Edict on bank interest not final

The Jakarta Post Jakarta

The ban against bank interest issued by the edict commission of the Indonesian Ulema Council (MUI) is not yet final, the council's chairman said on Saturday.

It would need approval from the MUI board of executives before it could take effect, according to MUI chairman Sahal Mahfudz.

"When it becomes an edict, then MUI is the authority that will issue it, not the edict commission," Sahal said in a post-Idul Fitri gathering in Semarang.

He said MUI would hold another meeting to discuss the edict, which was announced at the conclusion of the MUI national meeting in Jakarta last Wednesday. Sahal was absent from the meeting.

Sahal said the edict on bank interest was a non-binding agreement among ulemas or the MUI edict commission.
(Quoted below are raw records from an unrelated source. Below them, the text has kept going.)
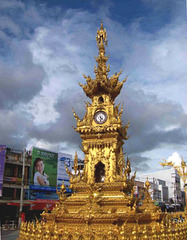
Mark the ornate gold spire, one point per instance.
(102, 84)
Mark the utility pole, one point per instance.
(22, 187)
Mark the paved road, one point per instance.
(9, 234)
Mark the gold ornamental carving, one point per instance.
(103, 205)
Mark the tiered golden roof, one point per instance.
(103, 205)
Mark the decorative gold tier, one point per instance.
(103, 206)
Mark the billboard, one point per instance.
(63, 159)
(2, 165)
(43, 169)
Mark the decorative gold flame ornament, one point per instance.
(103, 205)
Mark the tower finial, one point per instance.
(101, 36)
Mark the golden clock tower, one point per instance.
(103, 206)
(101, 128)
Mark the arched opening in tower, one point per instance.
(99, 172)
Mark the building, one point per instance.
(12, 184)
(167, 182)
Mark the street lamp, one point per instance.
(182, 172)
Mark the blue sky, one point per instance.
(45, 48)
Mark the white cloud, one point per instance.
(175, 158)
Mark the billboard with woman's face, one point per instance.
(43, 168)
(2, 164)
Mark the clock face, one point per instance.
(100, 117)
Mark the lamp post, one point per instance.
(182, 171)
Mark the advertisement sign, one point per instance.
(63, 159)
(2, 165)
(43, 169)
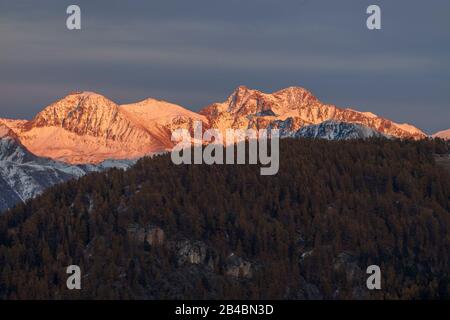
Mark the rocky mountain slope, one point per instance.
(337, 130)
(445, 134)
(291, 109)
(24, 175)
(85, 127)
(162, 231)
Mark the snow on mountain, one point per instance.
(86, 127)
(445, 134)
(296, 107)
(337, 130)
(24, 175)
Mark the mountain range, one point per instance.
(85, 132)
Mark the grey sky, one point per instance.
(196, 52)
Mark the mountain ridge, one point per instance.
(87, 127)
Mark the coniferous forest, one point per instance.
(161, 231)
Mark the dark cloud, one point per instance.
(196, 52)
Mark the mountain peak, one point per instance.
(74, 105)
(6, 132)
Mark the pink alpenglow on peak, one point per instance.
(86, 127)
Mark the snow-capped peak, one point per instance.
(444, 134)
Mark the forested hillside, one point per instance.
(162, 231)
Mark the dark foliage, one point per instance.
(333, 209)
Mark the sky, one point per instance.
(197, 52)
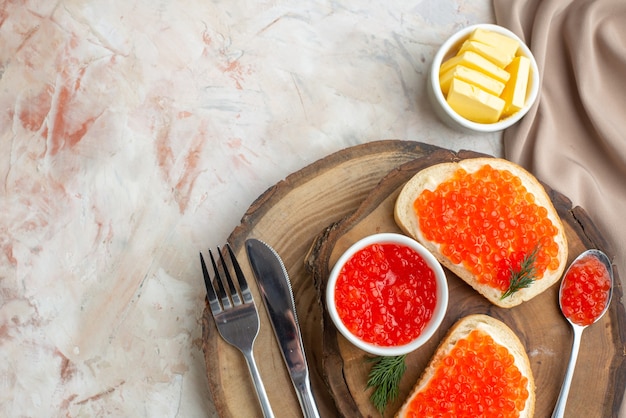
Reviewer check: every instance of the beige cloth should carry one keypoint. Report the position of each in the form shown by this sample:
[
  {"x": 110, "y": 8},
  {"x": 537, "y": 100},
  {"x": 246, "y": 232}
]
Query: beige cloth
[{"x": 574, "y": 139}]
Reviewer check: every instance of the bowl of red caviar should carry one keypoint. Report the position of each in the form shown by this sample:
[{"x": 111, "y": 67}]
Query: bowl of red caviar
[{"x": 387, "y": 294}]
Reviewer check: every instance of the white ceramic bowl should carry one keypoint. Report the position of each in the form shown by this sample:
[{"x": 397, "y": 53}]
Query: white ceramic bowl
[
  {"x": 438, "y": 312},
  {"x": 438, "y": 101}
]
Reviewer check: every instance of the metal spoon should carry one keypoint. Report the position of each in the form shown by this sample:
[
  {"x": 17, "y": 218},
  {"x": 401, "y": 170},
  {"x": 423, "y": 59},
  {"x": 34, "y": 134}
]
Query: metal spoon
[{"x": 559, "y": 409}]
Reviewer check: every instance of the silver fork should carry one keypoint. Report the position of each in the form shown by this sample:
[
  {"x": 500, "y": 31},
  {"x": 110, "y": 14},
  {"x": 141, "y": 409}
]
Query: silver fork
[{"x": 236, "y": 316}]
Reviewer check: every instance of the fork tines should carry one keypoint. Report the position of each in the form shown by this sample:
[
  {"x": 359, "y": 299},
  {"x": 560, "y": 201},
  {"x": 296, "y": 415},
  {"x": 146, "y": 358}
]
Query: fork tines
[{"x": 231, "y": 297}]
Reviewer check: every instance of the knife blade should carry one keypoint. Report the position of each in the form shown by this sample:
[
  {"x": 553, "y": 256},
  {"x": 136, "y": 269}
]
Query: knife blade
[{"x": 277, "y": 295}]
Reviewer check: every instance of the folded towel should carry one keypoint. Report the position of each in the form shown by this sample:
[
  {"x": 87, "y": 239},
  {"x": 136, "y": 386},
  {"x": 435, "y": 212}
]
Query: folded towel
[{"x": 574, "y": 138}]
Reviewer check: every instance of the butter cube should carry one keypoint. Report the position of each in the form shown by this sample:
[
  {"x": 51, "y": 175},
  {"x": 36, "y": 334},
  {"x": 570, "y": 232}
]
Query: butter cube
[
  {"x": 514, "y": 93},
  {"x": 499, "y": 56},
  {"x": 497, "y": 40},
  {"x": 473, "y": 60},
  {"x": 474, "y": 103},
  {"x": 469, "y": 75}
]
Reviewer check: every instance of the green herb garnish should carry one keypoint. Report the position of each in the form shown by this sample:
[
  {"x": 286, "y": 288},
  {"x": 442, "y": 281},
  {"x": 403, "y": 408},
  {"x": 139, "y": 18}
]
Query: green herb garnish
[
  {"x": 385, "y": 377},
  {"x": 524, "y": 276}
]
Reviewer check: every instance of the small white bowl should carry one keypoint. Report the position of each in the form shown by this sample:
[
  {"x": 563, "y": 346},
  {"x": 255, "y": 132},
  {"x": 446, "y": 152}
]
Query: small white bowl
[
  {"x": 438, "y": 100},
  {"x": 438, "y": 312}
]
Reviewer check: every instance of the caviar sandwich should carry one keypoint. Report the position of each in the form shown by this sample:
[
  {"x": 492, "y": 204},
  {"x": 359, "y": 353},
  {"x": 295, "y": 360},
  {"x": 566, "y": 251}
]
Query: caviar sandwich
[
  {"x": 490, "y": 222},
  {"x": 480, "y": 369}
]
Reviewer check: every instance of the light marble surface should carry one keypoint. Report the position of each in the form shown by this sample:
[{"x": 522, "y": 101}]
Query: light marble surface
[{"x": 135, "y": 133}]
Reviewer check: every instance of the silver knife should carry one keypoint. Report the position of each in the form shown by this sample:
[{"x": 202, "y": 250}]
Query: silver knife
[{"x": 275, "y": 288}]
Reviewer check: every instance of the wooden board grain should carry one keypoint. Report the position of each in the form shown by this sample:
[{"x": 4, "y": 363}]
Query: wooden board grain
[
  {"x": 539, "y": 323},
  {"x": 325, "y": 197},
  {"x": 289, "y": 216}
]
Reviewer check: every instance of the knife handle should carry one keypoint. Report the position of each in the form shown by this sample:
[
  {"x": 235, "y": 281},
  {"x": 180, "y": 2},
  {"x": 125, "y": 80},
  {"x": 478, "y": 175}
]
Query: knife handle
[{"x": 306, "y": 399}]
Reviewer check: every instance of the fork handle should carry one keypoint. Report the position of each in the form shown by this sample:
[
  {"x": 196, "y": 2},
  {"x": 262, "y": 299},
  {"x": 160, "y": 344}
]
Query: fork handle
[
  {"x": 306, "y": 399},
  {"x": 258, "y": 385}
]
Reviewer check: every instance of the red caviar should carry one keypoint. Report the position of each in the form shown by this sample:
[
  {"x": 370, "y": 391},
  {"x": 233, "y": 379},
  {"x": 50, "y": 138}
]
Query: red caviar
[
  {"x": 585, "y": 290},
  {"x": 477, "y": 378},
  {"x": 386, "y": 294},
  {"x": 488, "y": 221}
]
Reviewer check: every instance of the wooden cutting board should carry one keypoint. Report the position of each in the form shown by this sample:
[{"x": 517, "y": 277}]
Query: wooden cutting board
[{"x": 317, "y": 212}]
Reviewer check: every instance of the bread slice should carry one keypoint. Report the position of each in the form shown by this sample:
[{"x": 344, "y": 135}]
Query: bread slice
[
  {"x": 463, "y": 387},
  {"x": 430, "y": 178}
]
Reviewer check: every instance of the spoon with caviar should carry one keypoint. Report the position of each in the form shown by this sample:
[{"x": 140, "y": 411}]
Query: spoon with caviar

Opposition voices were rife following the announcement of the edict, including from Muhammadiyah chairman Ahmad Syafii Maarif who said the edict would not be realistic.

According to Sahal, an edict would only be legally binding if it was approved by the National Sharia Council and the MUI.

Sahal, however, said the edict would not necessarily be revoked as it would not affect the entire banking system.

"The edict will only be applicable in areas where there are sharia banks. So, it shouldn't be a big deal," he said.

He urged the sharia banking sector to intensify its promotion of its existence so that the public became aware of it.

He said before the legitimate edict was issued, it would be up to the public to consider whether bank interest is haram (unlawful according to Islamic law) as the public had the right to choose according to their beliefs.